Women's Liberation

Suzanne Fairbanks

In the midst of the social activism that characterised the late 1960s, the women’s movement in Australia regained the public visibility it had first achieved at the beginning of the 20th century.1The energy of women’s renewed campaigns was directed into strategies of which two stand out: work for equal civil rights through the courts and government; and actions for personal and social liberation through consciousness-raising, direct activism and alternative arenas for self-expression.

The fight for civil equality had a long tradition in the Australian women’s movement, but women were becoming frustrated. Following campaigns by unions and women in the post-war period, in 1969 the Arbitration Commission awarded equal pay for women, but only for strictly equal work. The commission’s decision would have no impact on women who worked in predominantly ‘female’ jobs. Taking their lead from the early suffragists, Zelda D’Aprano (trade unionist and communist) and teachers Thelma Solomon and Alva Geikie chained themselves to the door of the Arbitration Commission in a very public protest, which attracted wide media attention.

The success of direct protest action in gathering publicity and support led to these women’s forming, with Jessie ‘Bon’ Hull, the Women’s Action Committee (WAC), which engaged in further public protest such as insisting on paying only 75 per cent of the fare on trams as they received 75 per cent of a male wage.2Most importantly, in March 1972 WAC founded the Women’s Liberation Centre in Melbourne, to provide a meeting place and support centre for feminists.

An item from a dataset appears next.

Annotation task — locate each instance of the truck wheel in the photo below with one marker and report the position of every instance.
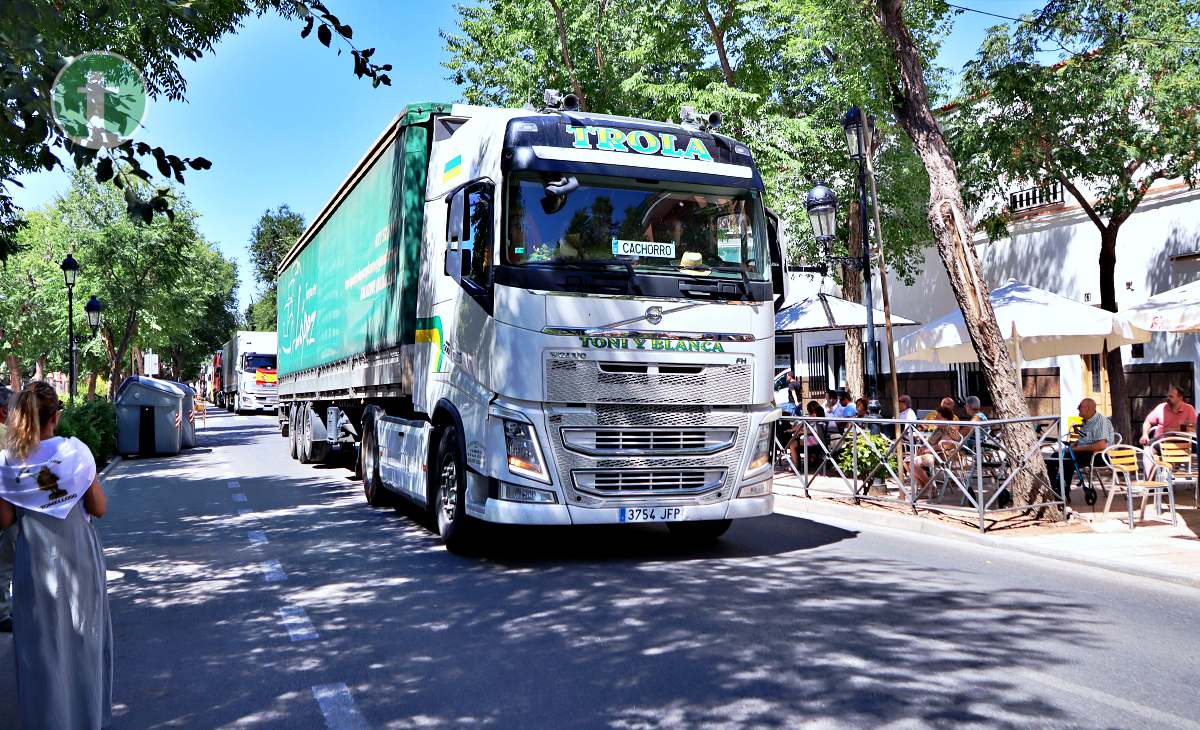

By 1972 women led by Beatrice Faust, a University of Melbourne graduate and civil liberties campaigner, established the Women’s Electoral Lobby (WEL), which produced a form guide to all candidates in the December 1972 federal election. The results of WEL’s Australia-wide survey of candidates’ attitudes to child care, equality in education and work and planned parenthood were published in newspapers in November 1972. In Victoria WEL targeted sitting members of parliament in marginal seats on polling day. When Gough Whitlam led the Australian Labor Party to victory, women’s issues were firmly to the fore.

In Melbourne, the Women’s Liberation Movement (WLM) was closely connected to trade unions and the workers’ movement. By the early 1970s a Women’s Liberation Group had become affiliated with the Student Union at the University of Melbourne. Just as universities provided a haven for anti-war and radical ideas, they proved favourable for the ideas and activism of the women’s movement. Indeed, the women’s movement grew when women active in trade unions, the Communist Party, anti-conscription and anti-war movements perceived that the talk of a new society mostly included the old sexism.3

At the University of Melbourne, the University Assembly formed a Women’s Working Group, which first reported on the status of women at the university in 1975; this report was instrumental in forcing the university to adopt equal opportunity policies. In the Student Union, members of the Women’s Liberation Group organised on campus and participated in wider demonstrations reported in Farrago.

Marilyn Lake says that the women’s movement was intensely literate,4stimulated by a torrent of publications. Former student of the universities of Melbourne, Sydney and Cambridge, Germaine Greer, wrote the international bestseller The female eunuch, which pushed feminist debate in the direction of personal liberation, challenging women to define themselves and take charge of their sexuality. This challenge also informed lesbians in the women’s movement.5As Jean Taylor reflects, in 1973 lesbians began to act on their own behalf in Victoria by questioning discrimination within male gay liberation and the women’s movement alike.6Lesbian culture, meeting places, publications and social events began to flourish.7

As Taylor says, the 1970s might have been ‘one of the most vibrant and political decades in womyn’s herstory, but it was certainly nowhere near the finish of either the WLM or radical lesbian feminism’.8 Indeed, the women’s movement and the lesbian and gay movements have prompted some of the most enduring, and as yet incomplete, changes in Australian social life since the 1960s.


  1. Marilyn Lake, Getting equal: The history of Australian feminism, Sydney: Allen & Unwin, 1999.
  2. Lake, Getting equal, p. 244.
  3. Lake, Getting equal, pp. 220–1
  4. Lake, Getting equal, p. 222.
  5. Lake, Getting equal, pp. 241–6.
  6. Jean Taylor, Brazen hussies: A herstory of radical activism in the women’s liberation movement Victoria 1970–1979, Melbourne: Dyke Books, 2009, p. 195.
  7. Taylor, Brazen hussies, pp. 588–679.
  8. Taylor, Brazen hussies, p. 677.